Although Iraq’s big northern fields also resumed production after the U.S.-British invasion, crude from the north had been unavailable for export until now.

Delays in Iraqi exports have helped lift U.S. oil prices to well above $30 per barrel. Despite historically low inventories of crude in major importing countries, members of the Organization of the Petroleum Exporting Countries agreed on July 31 to keep output steady — a decision that provided no comfort to consumers.

“At the end of the day, the oil coming out of Iraq is something the market needs right now,” Mr. Rothman said.

Crude from Iraq’s northern oil fields began pumping at around 4:30 p.m. local time, a Turkish oil official at the Ceyhan terminal said, speaking on the condition of anonymity. Turkey’s semiofficial Anatolia news agency quoted Energy Ministry officials as saying that the first Iraqi oil reached the Mediterranean port at 9:30 p.m.

“In a couple of weeks, you should be able to start inviting tankers to come on down,” said Peter Gignoux, head of the petroleum desk at Salomon Smith Barney in London.

Iraqi Oil Ministry officials could not confirm that crude was flowing into the pipeline.
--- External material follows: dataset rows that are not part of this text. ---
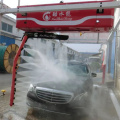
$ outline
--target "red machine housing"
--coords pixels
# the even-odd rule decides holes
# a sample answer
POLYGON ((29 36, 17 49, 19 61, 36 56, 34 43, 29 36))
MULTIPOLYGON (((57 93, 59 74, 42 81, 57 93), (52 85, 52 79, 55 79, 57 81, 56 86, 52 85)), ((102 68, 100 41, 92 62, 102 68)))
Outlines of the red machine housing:
MULTIPOLYGON (((94 1, 93 3, 96 2, 94 1)), ((83 4, 91 2, 77 2, 77 3, 83 4)), ((19 6, 18 8, 36 6, 54 6, 61 4, 64 5, 76 3, 19 6)), ((108 32, 113 27, 113 21, 114 21, 114 9, 104 9, 102 13, 98 13, 96 9, 52 11, 52 12, 47 11, 26 13, 24 15, 22 13, 17 13, 16 27, 26 32, 39 32, 39 31, 108 32)))

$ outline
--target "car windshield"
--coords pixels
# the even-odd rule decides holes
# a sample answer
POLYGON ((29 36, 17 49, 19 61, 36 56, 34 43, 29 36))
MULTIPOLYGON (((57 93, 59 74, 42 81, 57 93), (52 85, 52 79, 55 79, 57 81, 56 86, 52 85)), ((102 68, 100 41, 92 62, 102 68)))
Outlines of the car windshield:
POLYGON ((82 64, 68 64, 67 70, 75 75, 88 75, 87 66, 82 64))
POLYGON ((67 73, 73 73, 77 76, 88 75, 87 65, 82 63, 58 63, 58 66, 64 69, 67 73))

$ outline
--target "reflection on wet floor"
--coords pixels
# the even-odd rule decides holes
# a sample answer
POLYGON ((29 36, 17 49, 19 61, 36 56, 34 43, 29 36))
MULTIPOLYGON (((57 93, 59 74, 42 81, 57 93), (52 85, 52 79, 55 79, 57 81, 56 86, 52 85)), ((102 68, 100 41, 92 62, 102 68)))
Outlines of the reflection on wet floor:
POLYGON ((109 89, 94 85, 88 114, 61 115, 37 109, 28 109, 26 120, 119 120, 110 98, 109 89), (73 117, 74 116, 74 117, 73 117))

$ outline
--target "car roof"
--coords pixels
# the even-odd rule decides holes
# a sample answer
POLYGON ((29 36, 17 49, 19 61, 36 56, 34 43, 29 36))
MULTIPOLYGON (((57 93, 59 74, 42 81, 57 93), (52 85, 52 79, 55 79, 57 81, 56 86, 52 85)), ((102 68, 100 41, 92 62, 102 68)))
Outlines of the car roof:
POLYGON ((84 63, 84 62, 81 62, 81 61, 75 61, 75 60, 70 60, 70 61, 68 61, 68 63, 73 63, 73 64, 82 64, 82 65, 87 65, 86 63, 84 63))
POLYGON ((68 64, 81 64, 81 65, 87 65, 87 63, 77 60, 57 60, 56 63, 68 63, 68 64))

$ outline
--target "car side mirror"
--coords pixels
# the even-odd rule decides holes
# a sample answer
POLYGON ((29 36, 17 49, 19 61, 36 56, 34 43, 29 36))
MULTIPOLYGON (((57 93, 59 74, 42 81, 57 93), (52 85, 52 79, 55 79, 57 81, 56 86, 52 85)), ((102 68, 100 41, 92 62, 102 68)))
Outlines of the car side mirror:
POLYGON ((92 77, 97 77, 96 73, 91 73, 92 77))

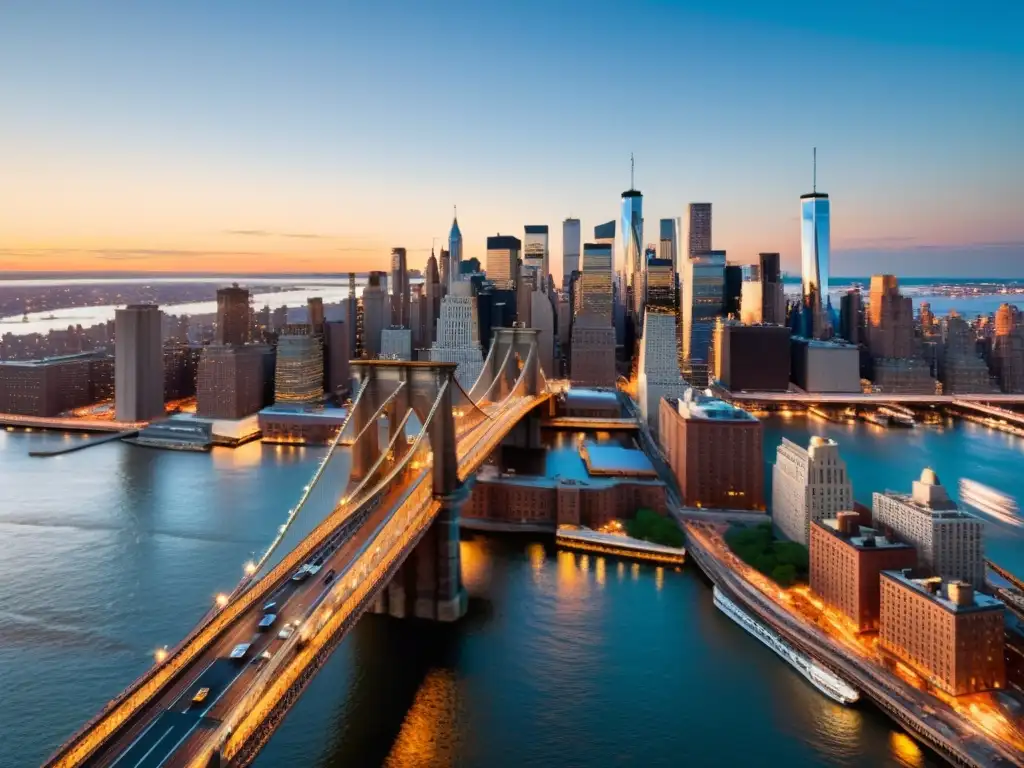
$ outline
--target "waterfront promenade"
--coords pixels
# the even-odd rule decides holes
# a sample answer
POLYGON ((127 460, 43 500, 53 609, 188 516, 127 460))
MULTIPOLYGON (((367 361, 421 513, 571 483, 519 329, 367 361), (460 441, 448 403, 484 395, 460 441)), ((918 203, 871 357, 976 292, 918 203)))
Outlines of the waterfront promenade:
POLYGON ((958 711, 890 674, 860 648, 790 610, 783 590, 774 587, 772 594, 772 582, 749 574, 750 569, 728 551, 719 528, 690 522, 685 530, 690 556, 708 578, 784 639, 850 681, 947 760, 978 768, 1024 766, 1024 740, 992 712, 958 711))

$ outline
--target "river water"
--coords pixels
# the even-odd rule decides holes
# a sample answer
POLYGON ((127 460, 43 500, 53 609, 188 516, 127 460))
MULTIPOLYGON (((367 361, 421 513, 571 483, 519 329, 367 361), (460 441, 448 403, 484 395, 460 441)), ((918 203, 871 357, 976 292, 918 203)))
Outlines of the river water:
MULTIPOLYGON (((881 432, 773 419, 766 459, 781 437, 814 433, 840 440, 864 501, 909 488, 925 465, 954 487, 965 474, 1024 496, 1024 441, 974 425, 881 432)), ((77 439, 0 432, 3 768, 38 765, 155 648, 186 634, 323 457, 259 443, 27 456, 77 439)), ((575 454, 575 441, 558 444, 575 454)), ((990 533, 994 557, 1024 572, 1024 538, 990 533)), ((819 695, 713 607, 692 567, 557 552, 540 536, 473 537, 462 552, 469 616, 451 626, 365 617, 257 765, 938 764, 870 706, 819 695)))

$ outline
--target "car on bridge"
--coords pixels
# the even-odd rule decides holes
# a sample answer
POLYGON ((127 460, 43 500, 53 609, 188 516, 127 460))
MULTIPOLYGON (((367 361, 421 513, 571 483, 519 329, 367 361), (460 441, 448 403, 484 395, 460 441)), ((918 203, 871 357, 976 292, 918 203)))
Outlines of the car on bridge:
POLYGON ((266 616, 264 616, 262 619, 260 619, 260 623, 259 623, 260 632, 262 632, 265 629, 270 629, 272 626, 274 626, 274 622, 275 621, 277 621, 277 614, 276 613, 268 613, 266 616))
POLYGON ((192 703, 193 704, 202 704, 204 701, 206 701, 206 697, 209 696, 209 695, 210 695, 210 689, 209 688, 200 688, 198 691, 196 691, 196 695, 192 697, 192 703))

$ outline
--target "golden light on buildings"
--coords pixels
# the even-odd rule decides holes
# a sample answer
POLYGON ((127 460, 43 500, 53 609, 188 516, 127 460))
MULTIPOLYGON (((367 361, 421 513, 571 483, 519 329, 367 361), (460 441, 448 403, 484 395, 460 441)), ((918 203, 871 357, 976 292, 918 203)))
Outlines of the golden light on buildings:
POLYGON ((605 565, 605 559, 603 557, 597 558, 594 562, 594 576, 597 579, 597 583, 599 586, 604 586, 606 579, 606 570, 607 568, 605 565))
POLYGON ((924 765, 924 753, 917 746, 917 742, 907 734, 901 731, 892 731, 889 734, 889 747, 900 765, 908 766, 908 768, 924 765))
POLYGON ((619 577, 619 581, 622 581, 626 577, 626 564, 621 560, 619 560, 619 564, 615 568, 615 573, 619 577))
POLYGON ((633 577, 633 581, 640 578, 640 563, 633 563, 629 567, 629 575, 633 577))
POLYGON ((654 569, 654 586, 659 592, 665 586, 665 569, 660 565, 654 569))
POLYGON ((252 576, 254 573, 256 573, 256 563, 250 560, 245 564, 245 575, 252 576))
POLYGON ((167 661, 167 648, 157 648, 153 651, 153 658, 156 660, 157 664, 163 664, 167 661))
POLYGON ((220 593, 219 595, 217 595, 217 597, 215 598, 215 602, 217 603, 217 607, 218 607, 218 608, 223 608, 223 607, 224 607, 225 605, 227 605, 227 604, 228 604, 228 596, 227 596, 227 595, 225 595, 225 594, 224 594, 223 592, 221 592, 221 593, 220 593))

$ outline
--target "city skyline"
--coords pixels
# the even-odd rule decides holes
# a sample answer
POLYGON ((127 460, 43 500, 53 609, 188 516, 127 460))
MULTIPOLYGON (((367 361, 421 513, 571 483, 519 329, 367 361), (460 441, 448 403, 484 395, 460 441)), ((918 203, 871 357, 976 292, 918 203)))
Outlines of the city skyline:
POLYGON ((876 3, 813 21, 751 3, 642 7, 625 20, 610 4, 565 5, 545 8, 541 25, 539 5, 463 10, 4 12, 14 109, 0 142, 14 151, 0 179, 0 270, 366 271, 386 269, 396 245, 419 269, 459 205, 464 258, 483 261, 487 236, 546 223, 557 276, 558 223, 615 217, 632 152, 649 232, 710 201, 715 249, 737 262, 779 251, 793 273, 817 146, 833 274, 1024 274, 1013 24, 876 3), (627 76, 584 55, 613 22, 678 44, 627 76), (491 60, 479 33, 495 28, 528 55, 491 60), (373 40, 385 30, 395 44, 383 49, 373 40), (726 63, 710 71, 711 58, 726 63), (808 70, 808 59, 828 66, 808 70), (658 119, 581 128, 593 94, 627 79, 658 119), (681 79, 690 96, 662 106, 681 79), (716 119, 686 119, 694 100, 716 119), (496 122, 482 102, 549 119, 496 122), (558 183, 538 185, 543 176, 558 183))

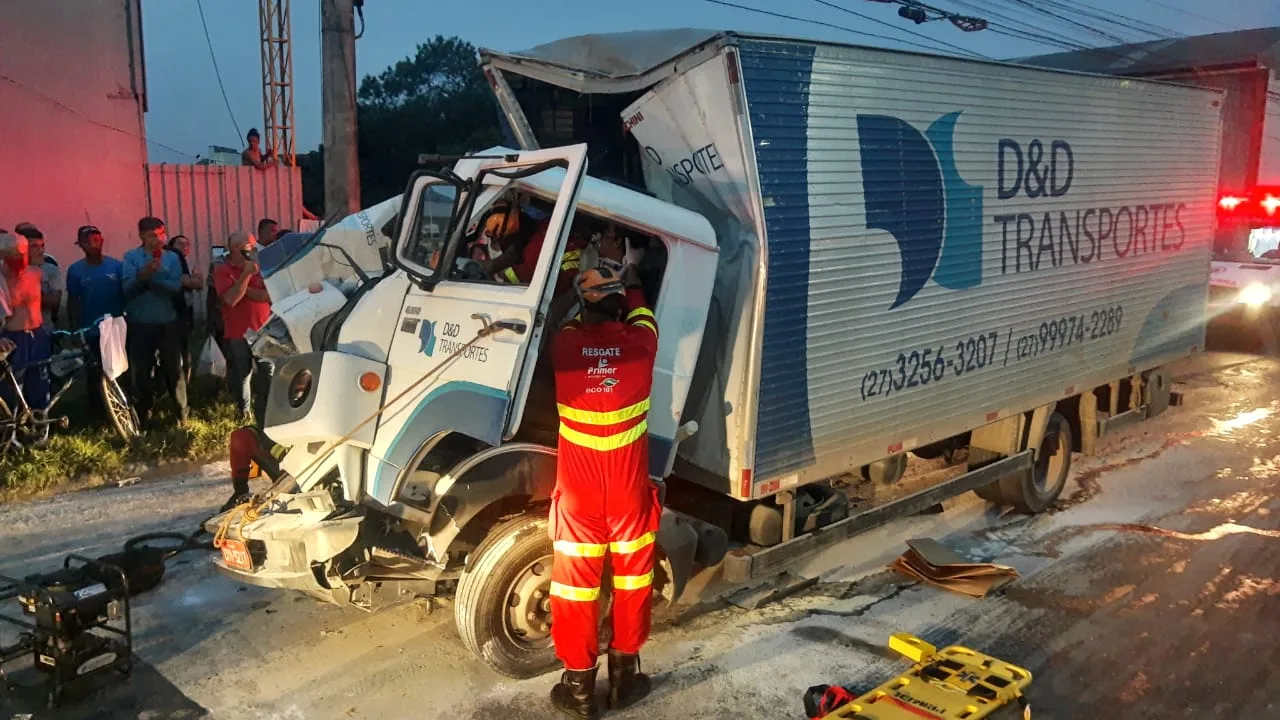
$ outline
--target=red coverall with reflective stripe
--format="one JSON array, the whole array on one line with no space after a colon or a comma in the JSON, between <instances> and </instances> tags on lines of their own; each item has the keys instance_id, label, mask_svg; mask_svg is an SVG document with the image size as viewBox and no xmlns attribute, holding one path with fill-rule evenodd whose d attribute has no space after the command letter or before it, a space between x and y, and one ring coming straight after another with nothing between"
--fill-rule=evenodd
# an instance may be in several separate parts
<instances>
[{"instance_id":1,"label":"red coverall with reflective stripe","mask_svg":"<svg viewBox=\"0 0 1280 720\"><path fill-rule=\"evenodd\" d=\"M551 345L560 414L551 638L570 670L596 665L606 553L613 569L613 648L637 653L649 638L662 514L649 481L647 421L658 328L640 291L628 291L627 298L625 322L571 321Z\"/></svg>"},{"instance_id":2,"label":"red coverall with reflective stripe","mask_svg":"<svg viewBox=\"0 0 1280 720\"><path fill-rule=\"evenodd\" d=\"M538 224L520 251L520 262L502 271L501 279L512 285L527 285L533 280L533 270L538 264L538 256L542 254L542 243L547 237L547 223ZM576 235L570 235L565 244L564 256L560 258L560 271L556 274L555 297L573 287L573 279L578 276L582 249L586 247Z\"/></svg>"}]
</instances>

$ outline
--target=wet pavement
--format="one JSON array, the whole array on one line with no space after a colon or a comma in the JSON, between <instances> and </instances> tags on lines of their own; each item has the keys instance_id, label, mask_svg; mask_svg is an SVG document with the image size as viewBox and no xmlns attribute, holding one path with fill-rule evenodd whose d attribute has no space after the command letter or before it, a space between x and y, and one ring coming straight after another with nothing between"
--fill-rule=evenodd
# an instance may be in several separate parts
<instances>
[{"instance_id":1,"label":"wet pavement","mask_svg":"<svg viewBox=\"0 0 1280 720\"><path fill-rule=\"evenodd\" d=\"M653 696L608 717L803 717L810 685L904 670L883 647L895 631L1027 667L1038 720L1280 717L1280 363L1214 353L1175 374L1185 404L1077 456L1059 509L1025 517L966 496L793 567L816 582L779 602L662 611ZM0 572L186 526L224 495L214 471L0 507ZM884 570L924 536L1022 577L973 600ZM135 676L35 717L550 716L552 679L495 676L447 606L342 611L236 586L187 554L135 612ZM0 720L19 709L7 702Z\"/></svg>"}]
</instances>

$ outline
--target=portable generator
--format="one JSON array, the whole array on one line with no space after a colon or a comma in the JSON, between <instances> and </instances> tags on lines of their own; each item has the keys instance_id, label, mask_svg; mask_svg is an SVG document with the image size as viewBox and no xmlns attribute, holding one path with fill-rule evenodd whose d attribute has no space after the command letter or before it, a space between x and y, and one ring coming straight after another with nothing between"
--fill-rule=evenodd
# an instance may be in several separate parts
<instances>
[{"instance_id":1,"label":"portable generator","mask_svg":"<svg viewBox=\"0 0 1280 720\"><path fill-rule=\"evenodd\" d=\"M21 580L0 575L0 603L16 600L0 621L19 628L0 637L0 694L10 691L5 666L29 657L45 675L49 708L74 682L106 671L127 675L133 664L129 578L119 566L69 555L61 569Z\"/></svg>"}]
</instances>

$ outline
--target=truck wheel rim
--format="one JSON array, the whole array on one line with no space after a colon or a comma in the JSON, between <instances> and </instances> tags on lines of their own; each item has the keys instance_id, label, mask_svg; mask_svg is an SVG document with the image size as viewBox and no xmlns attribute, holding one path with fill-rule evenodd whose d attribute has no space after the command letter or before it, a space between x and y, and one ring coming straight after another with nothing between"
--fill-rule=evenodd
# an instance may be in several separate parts
<instances>
[{"instance_id":1,"label":"truck wheel rim","mask_svg":"<svg viewBox=\"0 0 1280 720\"><path fill-rule=\"evenodd\" d=\"M551 642L551 556L526 565L507 593L507 636L526 649L541 649Z\"/></svg>"}]
</instances>

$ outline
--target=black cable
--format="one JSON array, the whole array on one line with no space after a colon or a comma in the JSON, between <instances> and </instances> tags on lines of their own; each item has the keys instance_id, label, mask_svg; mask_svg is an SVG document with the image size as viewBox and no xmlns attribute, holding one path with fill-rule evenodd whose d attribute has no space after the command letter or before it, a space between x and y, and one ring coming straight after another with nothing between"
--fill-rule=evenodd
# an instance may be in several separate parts
<instances>
[{"instance_id":1,"label":"black cable","mask_svg":"<svg viewBox=\"0 0 1280 720\"><path fill-rule=\"evenodd\" d=\"M1052 11L1052 10L1047 10L1047 9L1045 9L1045 8L1043 8L1043 7L1039 7L1039 6L1037 6L1037 5L1034 5L1034 4L1032 4L1031 2L1029 2L1029 0L1007 0L1007 1L1008 1L1008 2L1012 2L1012 3L1016 3L1017 5L1020 5L1020 6L1024 7L1024 8L1027 8L1028 10L1030 10L1030 11L1032 11L1032 12L1039 13L1039 14L1044 15L1044 16L1046 16L1046 17L1055 18L1055 19L1057 19L1058 21L1063 22L1063 23L1066 23L1066 24L1068 24L1068 25L1074 25L1075 27L1078 27L1078 28L1080 28L1080 29L1084 30L1085 32L1088 32L1088 33L1092 33L1092 34L1094 34L1094 35L1097 35L1098 37L1102 38L1103 40L1107 40L1107 41L1109 41L1109 42L1113 42L1113 43L1115 43L1115 44L1117 44L1117 45L1124 45L1124 44L1126 44L1126 42L1127 42L1124 38L1120 37L1119 35L1113 35L1112 33L1109 33L1109 32L1107 32L1107 31L1105 31L1105 30L1100 30L1100 29L1098 29L1098 28L1096 28L1096 27L1093 27L1092 25L1088 25L1088 24L1086 24L1086 23L1082 23L1082 22L1077 22L1077 21L1072 20L1071 18L1069 18L1069 17L1067 17L1067 16L1065 16L1065 15L1059 15L1058 13L1056 13L1056 12L1054 12L1054 11Z\"/></svg>"},{"instance_id":2,"label":"black cable","mask_svg":"<svg viewBox=\"0 0 1280 720\"><path fill-rule=\"evenodd\" d=\"M185 156L187 156L187 157L189 157L189 158L192 158L192 159L195 159L195 158L198 158L198 157L199 157L199 155L192 155L191 153L186 152L185 150L179 150L178 148L173 147L172 145L166 145L166 144L164 144L164 143L160 142L159 140L152 140L151 138L148 138L148 137L146 137L145 135L139 135L139 134L137 134L137 133L129 132L128 130L125 130L124 128L118 128L118 127L116 127L115 125L110 125L110 124L108 124L108 123L104 123L104 122L102 122L101 120L95 120L94 118L89 117L88 115L86 115L86 114L84 114L84 113L80 112L79 110L76 110L75 108L71 107L70 105L67 105L67 104L63 103L62 101L58 100L57 98L54 98L54 97L53 97L53 96L51 96L51 95L46 95L45 93L41 92L40 90L37 90L37 89L35 89L35 88L33 88L33 87L29 87L29 86L27 86L27 85L25 85L25 84L23 84L23 83L21 83L21 82L19 82L19 81L17 81L17 80L14 80L13 78L9 77L8 75L5 75L4 73L0 73L0 80L4 80L5 82L10 83L11 85L13 85L14 87L17 87L17 88L18 88L18 89L20 89L20 90L25 90L25 91L27 91L28 93L31 93L32 95L35 95L36 97L39 97L40 99L42 99L42 100L44 100L44 101L46 101L46 102L52 103L52 104L53 104L53 105L55 105L56 107L58 107L58 108L60 108L60 109L62 109L62 110L65 110L66 112L69 112L69 113L71 113L72 115L75 115L75 116L79 117L80 119L84 120L85 122L87 122L87 123L89 123L89 124L91 124L91 125L97 125L97 126L98 126L98 127L100 127L100 128L105 128L105 129L107 129L107 130L112 130L112 131L114 131L114 132L118 132L118 133L120 133L121 135L128 135L129 137L131 137L131 138L133 138L133 139L135 139L135 140L142 140L142 141L144 141L144 142L150 143L150 144L155 145L155 146L157 146L157 147L162 147L162 148L164 148L165 150L169 150L169 151L171 151L171 152L176 152L176 153L178 153L179 155L185 155Z\"/></svg>"},{"instance_id":3,"label":"black cable","mask_svg":"<svg viewBox=\"0 0 1280 720\"><path fill-rule=\"evenodd\" d=\"M1180 8L1180 7L1176 6L1176 5L1170 5L1169 3L1162 2L1162 0L1145 0L1145 1L1146 1L1146 2L1151 3L1152 5L1158 5L1158 6L1162 7L1162 8L1167 8L1167 9L1169 9L1169 10L1173 10L1174 12L1180 12L1180 13L1182 13L1183 15L1186 15L1186 16L1188 16L1188 17L1198 18L1198 19L1200 19L1200 20L1208 20L1209 22L1211 22L1211 23L1213 23L1213 24L1217 25L1218 27L1223 27L1223 28L1226 28L1226 29L1228 29L1228 30L1235 30L1235 28L1231 27L1230 25L1228 25L1228 24L1226 24L1226 23L1222 22L1221 20L1219 20L1219 19L1217 19L1217 18L1211 18L1211 17L1209 17L1208 15L1201 15L1200 13L1192 12L1192 11L1190 11L1190 10L1186 10L1186 9Z\"/></svg>"},{"instance_id":4,"label":"black cable","mask_svg":"<svg viewBox=\"0 0 1280 720\"><path fill-rule=\"evenodd\" d=\"M196 0L196 10L200 11L200 25L204 28L204 41L209 46L209 59L213 61L213 76L218 79L218 89L222 91L222 102L227 106L227 115L231 117L231 126L236 129L236 142L244 141L240 132L240 123L236 122L236 114L231 111L231 101L227 99L227 87L222 84L222 72L218 70L218 56L213 52L213 38L209 37L209 24L204 21L204 3Z\"/></svg>"},{"instance_id":5,"label":"black cable","mask_svg":"<svg viewBox=\"0 0 1280 720\"><path fill-rule=\"evenodd\" d=\"M884 25L885 27L892 28L892 29L894 29L894 30L897 30L898 32L906 33L906 34L908 34L908 35L914 35L915 37L918 37L918 38L923 38L923 39L925 39L925 40L928 40L929 42L936 43L936 44L938 44L938 45L941 45L941 46L944 46L944 47L950 48L950 49L952 49L952 50L957 50L957 51L962 52L962 53L964 53L964 54L966 54L966 55L971 55L971 56L973 56L973 57L981 58L981 59L983 59L983 60L992 60L992 59L993 59L993 58L991 58L990 56L983 55L982 53L979 53L979 52L974 52L973 50L969 50L969 49L966 49L966 48L962 48L962 47L960 47L959 45L953 45L953 44L951 44L951 43L949 43L949 42L946 42L946 41L944 41L944 40L937 40L937 39L931 38L931 37L929 37L928 35L925 35L924 33L916 32L915 30L912 30L912 29L910 29L910 28L900 27L900 26L898 26L898 25L894 25L893 23L885 22L884 20L881 20L881 19L879 19L879 18L875 18L875 17L872 17L872 16L870 16L870 15L864 15L864 14L862 14L862 13L860 13L860 12L857 12L856 10L851 10L851 9L849 9L849 8L847 8L847 7L843 7L843 6L841 6L841 5L837 5L837 4L833 3L833 2L829 2L828 0L813 0L813 1L814 1L814 2L816 2L816 3L818 3L819 5L824 5L824 6L826 6L826 7L832 8L833 10L839 10L840 12L848 13L848 14L850 14L850 15L853 15L854 17L862 18L863 20L868 20L868 21L873 22L873 23L875 23L875 24L877 24L877 25Z\"/></svg>"},{"instance_id":6,"label":"black cable","mask_svg":"<svg viewBox=\"0 0 1280 720\"><path fill-rule=\"evenodd\" d=\"M1136 18L1131 18L1118 13L1108 13L1098 8L1084 3L1064 2L1062 0L1039 0L1049 7L1057 8L1063 12L1073 13L1089 22L1107 23L1117 28L1127 30L1138 35L1148 35L1154 40L1167 40L1171 37L1179 37L1182 33L1169 28L1162 28L1157 25L1142 22ZM1138 42L1146 42L1145 39L1139 39Z\"/></svg>"},{"instance_id":7,"label":"black cable","mask_svg":"<svg viewBox=\"0 0 1280 720\"><path fill-rule=\"evenodd\" d=\"M1089 47L1084 43L1067 40L1059 36L1041 34L1037 28L1026 24L1023 20L983 7L972 0L951 0L951 2L973 12L982 13L983 17L987 19L987 29L996 35L1036 42L1041 45L1051 45L1063 50L1083 50Z\"/></svg>"},{"instance_id":8,"label":"black cable","mask_svg":"<svg viewBox=\"0 0 1280 720\"><path fill-rule=\"evenodd\" d=\"M910 40L892 38L886 35L879 35L877 33L866 32L865 30L855 30L851 27L846 27L844 25L837 25L835 23L829 23L823 20L812 20L809 18L796 17L795 15L786 15L784 13L773 12L772 10L761 10L760 8L753 8L747 5L739 5L738 3L728 2L728 0L703 0L703 2L709 2L712 5L722 5L724 7L731 7L737 10L745 10L747 12L753 12L759 15L768 15L769 17L779 18L781 20L792 20L795 22L802 22L802 23L808 23L810 25L818 25L825 28L831 28L832 30L841 30L843 32L851 33L853 35L862 35L864 37L875 38L877 40L886 40L888 42L902 43L903 45L910 45L912 47L922 48L930 52L938 51L936 47L930 47L928 45L912 42ZM970 54L973 54L973 53L970 53Z\"/></svg>"}]
</instances>

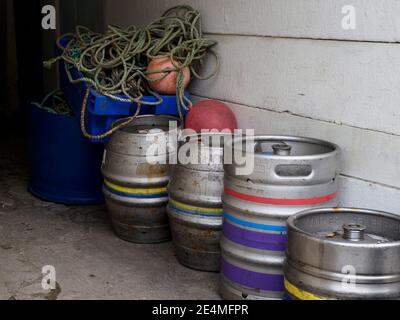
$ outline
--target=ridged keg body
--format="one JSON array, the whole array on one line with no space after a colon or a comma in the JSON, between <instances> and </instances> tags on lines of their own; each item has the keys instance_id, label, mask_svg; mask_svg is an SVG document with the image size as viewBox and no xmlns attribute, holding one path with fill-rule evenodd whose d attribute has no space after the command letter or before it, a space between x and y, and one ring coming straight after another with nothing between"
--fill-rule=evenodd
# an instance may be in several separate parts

Iraq was expected to pump 300,000 to 400,000 barrels a day to Ceyhan. No oil tankers are booked to load there, and oil was expected to flow for about 10 days before any vessels would be sent for loading.

Ceyhan holds about 500,000 barrels of Iraqi crude in storage and has room for about 7.5 million more barrels. Turkish energy officials said Iraq stopped pumping crude to Ceyhan on March 23.

The pipeline from Kirkuk is actually two parallel lines, one of which hasn’t been used for years. The operable pipeline has a capacity of about 1 million barrels a day.